Leaving the Southern Plains
The southern Plains experienced a terrible drought during the early 1930s. Intense heat accompanied the drought. In the summer of 1934, Oklahoma reached 117 degrees on July 24, the 36th day in a row that it had been above 100 degrees. Fields and rivers dried up, and clouds of grasshoppers ate what was left of the wheat and corn. According to one Weather Bureau scientist, the drought of the ’30s was “the worst in the climatological history of the country.”
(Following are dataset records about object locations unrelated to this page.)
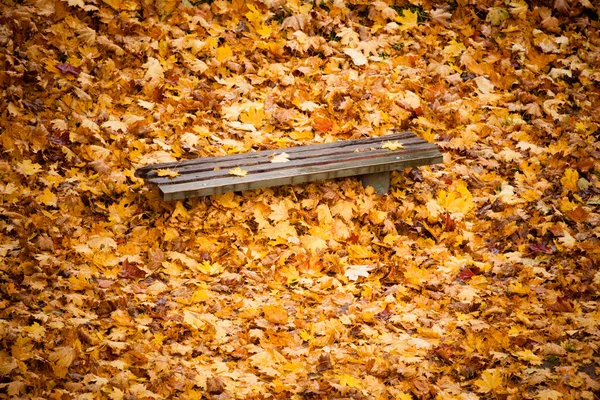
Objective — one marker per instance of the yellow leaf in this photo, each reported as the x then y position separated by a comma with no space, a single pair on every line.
408,19
313,243
490,380
224,53
529,356
357,57
353,272
254,116
281,158
357,251
264,30
201,295
227,200
569,180
343,209
395,145
457,201
350,381
275,314
237,171
154,71
48,198
454,49
60,360
27,168
167,172
170,234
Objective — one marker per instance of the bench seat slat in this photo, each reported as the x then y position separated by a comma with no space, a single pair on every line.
299,175
149,170
188,176
264,158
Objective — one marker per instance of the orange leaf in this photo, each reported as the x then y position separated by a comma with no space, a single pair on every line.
275,314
Drought was not the only cause of the westward movement of farmers and sharecroppers from the southern Plains. When prices fell because of oversupply following the end of World War I, many farmers lost their farms and became tenants or sharecroppers. As more and more farms were cultivated with tractors, the tenants and farm laborers lost their jobs, because tractors were much more efficient. And as the soil was tilled and retilled, it lost its fertility. Worn out, it lay naked and unprotected from raging winds.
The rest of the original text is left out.